Ağız veya damar yoluyla takviye almak
Damar yoluyla glutatyon (intravenöz) şiddetli glutatyon eksikliği olan kanser tedavisi ve HIV/AIDS tedavisi gibi durumlarda ya da genetik mutasyonlar ile başka nedenlerden dolayı kendi glutatyonlarını yeterli şekilde üretemeyen kişilerde başvurulan bir uygulamadır. Hastanın tıbbi durumuna göre haftalık veya günlük olarak düzenli biçimde uygulanır. Ağrısızdır ve işlem 10-15 dakika içinde tamamlanır.
Glutatyon hastalıklara karşı koruma sağlıyor
Glutatyon tedavisinin faydaları arasında şunlar bulunuyor;
Bağışıklık sistemini destekleyerek güçlenmesine katkıda bulunuyor.
Hücresel gençleştirme (anti-aging etki) ile yaşlanmayı geciktiriyor.

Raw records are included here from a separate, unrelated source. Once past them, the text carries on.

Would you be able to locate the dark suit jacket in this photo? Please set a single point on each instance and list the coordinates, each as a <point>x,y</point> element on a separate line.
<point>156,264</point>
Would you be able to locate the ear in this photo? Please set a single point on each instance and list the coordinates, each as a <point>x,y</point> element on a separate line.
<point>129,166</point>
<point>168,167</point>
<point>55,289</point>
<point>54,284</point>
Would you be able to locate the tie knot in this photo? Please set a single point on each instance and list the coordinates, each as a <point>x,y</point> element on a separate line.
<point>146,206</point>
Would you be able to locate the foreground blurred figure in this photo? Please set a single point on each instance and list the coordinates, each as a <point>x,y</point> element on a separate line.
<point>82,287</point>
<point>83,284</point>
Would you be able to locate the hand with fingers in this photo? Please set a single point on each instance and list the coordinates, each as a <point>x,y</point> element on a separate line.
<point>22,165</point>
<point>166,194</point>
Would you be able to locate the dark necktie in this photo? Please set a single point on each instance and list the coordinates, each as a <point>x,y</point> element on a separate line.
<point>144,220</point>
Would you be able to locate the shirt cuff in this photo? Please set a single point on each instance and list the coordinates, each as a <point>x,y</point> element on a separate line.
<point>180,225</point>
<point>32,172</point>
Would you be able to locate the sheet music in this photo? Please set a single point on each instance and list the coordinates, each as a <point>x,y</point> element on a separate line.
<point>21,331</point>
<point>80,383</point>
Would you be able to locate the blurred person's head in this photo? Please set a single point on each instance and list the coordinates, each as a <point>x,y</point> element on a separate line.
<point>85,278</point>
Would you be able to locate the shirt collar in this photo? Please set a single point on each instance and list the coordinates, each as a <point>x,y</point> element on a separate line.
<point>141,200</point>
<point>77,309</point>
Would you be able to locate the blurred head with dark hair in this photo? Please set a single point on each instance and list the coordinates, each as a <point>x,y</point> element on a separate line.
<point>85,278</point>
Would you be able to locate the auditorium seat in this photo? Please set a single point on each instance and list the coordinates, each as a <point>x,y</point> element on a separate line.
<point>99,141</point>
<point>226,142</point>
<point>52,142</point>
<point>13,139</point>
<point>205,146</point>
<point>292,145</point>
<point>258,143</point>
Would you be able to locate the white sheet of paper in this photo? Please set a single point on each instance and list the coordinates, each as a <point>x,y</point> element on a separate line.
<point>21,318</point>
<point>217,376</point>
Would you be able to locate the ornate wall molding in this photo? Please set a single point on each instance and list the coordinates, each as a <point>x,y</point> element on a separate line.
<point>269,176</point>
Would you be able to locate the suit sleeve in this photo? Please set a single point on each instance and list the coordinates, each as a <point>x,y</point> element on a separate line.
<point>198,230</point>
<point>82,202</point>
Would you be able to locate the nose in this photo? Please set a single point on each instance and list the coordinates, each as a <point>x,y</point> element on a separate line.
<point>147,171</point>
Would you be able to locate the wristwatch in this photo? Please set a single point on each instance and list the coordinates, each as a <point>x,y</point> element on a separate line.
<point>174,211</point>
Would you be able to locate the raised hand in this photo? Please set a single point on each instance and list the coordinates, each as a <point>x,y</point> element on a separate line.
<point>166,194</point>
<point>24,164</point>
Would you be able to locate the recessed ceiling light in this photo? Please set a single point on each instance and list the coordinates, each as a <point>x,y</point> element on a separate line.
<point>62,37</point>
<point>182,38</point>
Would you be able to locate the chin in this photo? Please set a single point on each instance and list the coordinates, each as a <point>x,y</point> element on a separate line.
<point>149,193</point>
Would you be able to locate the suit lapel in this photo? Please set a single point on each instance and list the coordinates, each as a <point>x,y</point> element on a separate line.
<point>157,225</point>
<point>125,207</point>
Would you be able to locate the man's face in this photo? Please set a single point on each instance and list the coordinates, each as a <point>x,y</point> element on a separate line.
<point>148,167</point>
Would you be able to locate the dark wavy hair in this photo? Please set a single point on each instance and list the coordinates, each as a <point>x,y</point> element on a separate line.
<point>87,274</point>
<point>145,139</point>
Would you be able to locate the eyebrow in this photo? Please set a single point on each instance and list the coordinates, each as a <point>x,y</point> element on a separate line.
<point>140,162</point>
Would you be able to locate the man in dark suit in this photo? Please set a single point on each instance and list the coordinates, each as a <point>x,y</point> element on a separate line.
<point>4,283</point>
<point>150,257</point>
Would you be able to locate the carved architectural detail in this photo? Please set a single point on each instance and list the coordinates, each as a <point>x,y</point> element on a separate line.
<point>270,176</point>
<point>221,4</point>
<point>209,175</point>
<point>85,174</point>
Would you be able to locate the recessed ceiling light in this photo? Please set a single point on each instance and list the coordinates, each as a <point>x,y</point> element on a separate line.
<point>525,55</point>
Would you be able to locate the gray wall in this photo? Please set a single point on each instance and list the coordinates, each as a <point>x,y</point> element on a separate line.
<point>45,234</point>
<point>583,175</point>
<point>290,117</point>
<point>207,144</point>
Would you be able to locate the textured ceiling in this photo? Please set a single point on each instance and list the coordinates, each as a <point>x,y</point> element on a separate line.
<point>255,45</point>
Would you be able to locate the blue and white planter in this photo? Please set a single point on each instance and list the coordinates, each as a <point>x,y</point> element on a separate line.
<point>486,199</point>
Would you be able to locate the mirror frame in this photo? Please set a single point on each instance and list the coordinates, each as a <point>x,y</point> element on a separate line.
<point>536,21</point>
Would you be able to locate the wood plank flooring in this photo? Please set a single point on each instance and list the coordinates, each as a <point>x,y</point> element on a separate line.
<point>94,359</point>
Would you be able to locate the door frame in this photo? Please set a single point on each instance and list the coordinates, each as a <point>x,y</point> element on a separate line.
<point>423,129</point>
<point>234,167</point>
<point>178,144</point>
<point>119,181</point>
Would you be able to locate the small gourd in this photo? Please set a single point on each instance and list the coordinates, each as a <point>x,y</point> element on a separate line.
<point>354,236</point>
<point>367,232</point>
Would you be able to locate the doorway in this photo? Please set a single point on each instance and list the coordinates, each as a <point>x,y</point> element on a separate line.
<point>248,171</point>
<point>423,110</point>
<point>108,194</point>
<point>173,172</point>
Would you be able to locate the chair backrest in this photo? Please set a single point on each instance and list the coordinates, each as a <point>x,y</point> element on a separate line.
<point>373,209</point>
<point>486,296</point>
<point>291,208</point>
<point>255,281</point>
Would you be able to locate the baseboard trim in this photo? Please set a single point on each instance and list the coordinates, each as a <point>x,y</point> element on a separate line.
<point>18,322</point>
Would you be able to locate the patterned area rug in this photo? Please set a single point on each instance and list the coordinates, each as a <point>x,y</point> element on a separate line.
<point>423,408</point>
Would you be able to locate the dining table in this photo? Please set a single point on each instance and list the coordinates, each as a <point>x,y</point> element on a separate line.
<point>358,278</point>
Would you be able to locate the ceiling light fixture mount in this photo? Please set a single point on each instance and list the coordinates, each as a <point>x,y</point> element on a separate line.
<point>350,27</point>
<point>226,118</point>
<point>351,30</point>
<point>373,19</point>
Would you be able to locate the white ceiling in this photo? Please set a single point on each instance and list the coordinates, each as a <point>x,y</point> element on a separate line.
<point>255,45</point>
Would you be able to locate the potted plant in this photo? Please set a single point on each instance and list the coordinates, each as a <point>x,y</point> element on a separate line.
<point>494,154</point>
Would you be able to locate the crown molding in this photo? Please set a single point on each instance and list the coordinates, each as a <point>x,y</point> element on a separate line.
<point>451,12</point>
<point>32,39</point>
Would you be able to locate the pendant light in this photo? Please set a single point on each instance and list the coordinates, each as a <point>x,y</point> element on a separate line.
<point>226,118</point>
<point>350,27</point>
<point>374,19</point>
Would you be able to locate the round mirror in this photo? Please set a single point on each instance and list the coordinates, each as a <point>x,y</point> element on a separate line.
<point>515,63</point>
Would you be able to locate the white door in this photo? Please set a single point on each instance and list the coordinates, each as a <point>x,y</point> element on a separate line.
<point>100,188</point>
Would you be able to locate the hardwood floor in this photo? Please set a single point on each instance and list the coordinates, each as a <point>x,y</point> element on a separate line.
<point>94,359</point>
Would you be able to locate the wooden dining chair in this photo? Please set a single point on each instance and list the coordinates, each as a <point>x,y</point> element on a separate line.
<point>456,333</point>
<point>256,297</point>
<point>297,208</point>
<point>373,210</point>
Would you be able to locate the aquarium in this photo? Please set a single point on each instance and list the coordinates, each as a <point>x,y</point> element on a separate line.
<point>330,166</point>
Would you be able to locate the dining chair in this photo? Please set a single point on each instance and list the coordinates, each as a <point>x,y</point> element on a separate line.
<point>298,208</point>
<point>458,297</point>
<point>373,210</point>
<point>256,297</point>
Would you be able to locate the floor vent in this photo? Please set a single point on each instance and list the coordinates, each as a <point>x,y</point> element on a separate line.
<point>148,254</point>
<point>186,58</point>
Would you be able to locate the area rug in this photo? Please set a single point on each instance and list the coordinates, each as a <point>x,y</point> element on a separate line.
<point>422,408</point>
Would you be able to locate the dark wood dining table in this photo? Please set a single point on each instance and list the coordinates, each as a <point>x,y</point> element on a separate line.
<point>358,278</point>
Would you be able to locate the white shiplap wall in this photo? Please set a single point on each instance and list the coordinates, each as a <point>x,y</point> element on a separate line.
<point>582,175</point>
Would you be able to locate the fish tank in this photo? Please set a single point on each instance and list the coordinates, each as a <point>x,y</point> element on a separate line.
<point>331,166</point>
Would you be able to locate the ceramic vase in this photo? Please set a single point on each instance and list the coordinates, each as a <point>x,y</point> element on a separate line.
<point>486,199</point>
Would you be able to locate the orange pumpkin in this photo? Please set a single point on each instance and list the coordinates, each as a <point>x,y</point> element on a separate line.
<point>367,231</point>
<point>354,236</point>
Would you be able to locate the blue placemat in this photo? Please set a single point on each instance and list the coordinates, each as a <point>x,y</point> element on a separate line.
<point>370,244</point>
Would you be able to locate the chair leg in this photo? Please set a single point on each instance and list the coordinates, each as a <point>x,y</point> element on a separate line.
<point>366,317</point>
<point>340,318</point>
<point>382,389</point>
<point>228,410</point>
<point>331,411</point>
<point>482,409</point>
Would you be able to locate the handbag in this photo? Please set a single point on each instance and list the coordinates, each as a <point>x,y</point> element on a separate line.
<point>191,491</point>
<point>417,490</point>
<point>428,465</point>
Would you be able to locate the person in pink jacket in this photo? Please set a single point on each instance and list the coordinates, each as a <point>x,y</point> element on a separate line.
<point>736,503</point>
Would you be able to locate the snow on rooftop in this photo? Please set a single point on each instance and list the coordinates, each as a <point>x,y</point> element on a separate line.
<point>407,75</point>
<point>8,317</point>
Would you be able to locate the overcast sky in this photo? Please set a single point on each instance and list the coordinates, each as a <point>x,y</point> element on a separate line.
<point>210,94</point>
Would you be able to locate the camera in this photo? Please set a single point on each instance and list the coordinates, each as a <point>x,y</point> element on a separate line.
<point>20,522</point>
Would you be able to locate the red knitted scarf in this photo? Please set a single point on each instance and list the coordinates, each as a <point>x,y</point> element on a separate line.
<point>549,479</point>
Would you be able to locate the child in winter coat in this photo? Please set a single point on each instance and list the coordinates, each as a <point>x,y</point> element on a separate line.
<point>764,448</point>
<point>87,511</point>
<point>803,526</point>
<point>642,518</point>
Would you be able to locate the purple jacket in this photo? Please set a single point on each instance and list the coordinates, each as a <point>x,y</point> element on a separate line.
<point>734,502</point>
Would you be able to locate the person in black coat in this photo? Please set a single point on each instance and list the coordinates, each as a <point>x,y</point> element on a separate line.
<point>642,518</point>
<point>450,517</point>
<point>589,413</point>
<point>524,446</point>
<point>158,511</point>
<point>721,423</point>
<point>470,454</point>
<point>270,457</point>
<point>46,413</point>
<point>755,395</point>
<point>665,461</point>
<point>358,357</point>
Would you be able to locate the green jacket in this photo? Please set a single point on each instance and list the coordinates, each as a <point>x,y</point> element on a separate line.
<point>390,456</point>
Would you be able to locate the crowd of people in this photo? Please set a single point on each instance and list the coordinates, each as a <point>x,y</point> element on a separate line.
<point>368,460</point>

Vücudu toksinlerden arındırıyor.
Tümör gelişimini önleyici etkisiyle kanserden koruyor.
Kemoterapi alan kanser hastalarının hayat kalitesinde anlamlı derecede düzelme sağlıyor.
Cilt kırışıklıklarını önlüyor ve cilt renginde beyazlaşma sağlıyor.
Radyoterapi alan hastalarda yan etkileri azaltıyor.
İleri yaş ve/ veya romatizmal hastalarda, kas-iskelet sistemi yapısında ve fonksiyonlarında olumlu yönde düzelme sağlıyor.
Sporcularda ve artritli olgularda eklem fonksiyonlarını ve yapısını destekliyor.
Kronik halsizlik, yorgunluk ve çabuk yorulma gibi şikayetleri olan hastalarda kısa sürede ve anlamlı derecede düzelme sağlıyor.
Hipertansiyon, diyabet ve tiroid hastalığı gibi pek çok kronik hastalıkta, hastalığın ilerlemesinin önlenmesinde yardımcı tedavi yöntemi olarak kullanılıyor.
Kronik organ yetersizliği olan hastalarda (kalp, akciğer, karaciğer ve böbrek yetersizlikleri) fonksiyonel kapasite ve hayat kalitesinde anlamlı derecede düzelme sağlıyor.
Alkol bağımlılığında ve alkol alımı sonrası yorgunlukta toparlanmayı hızlandırıyor.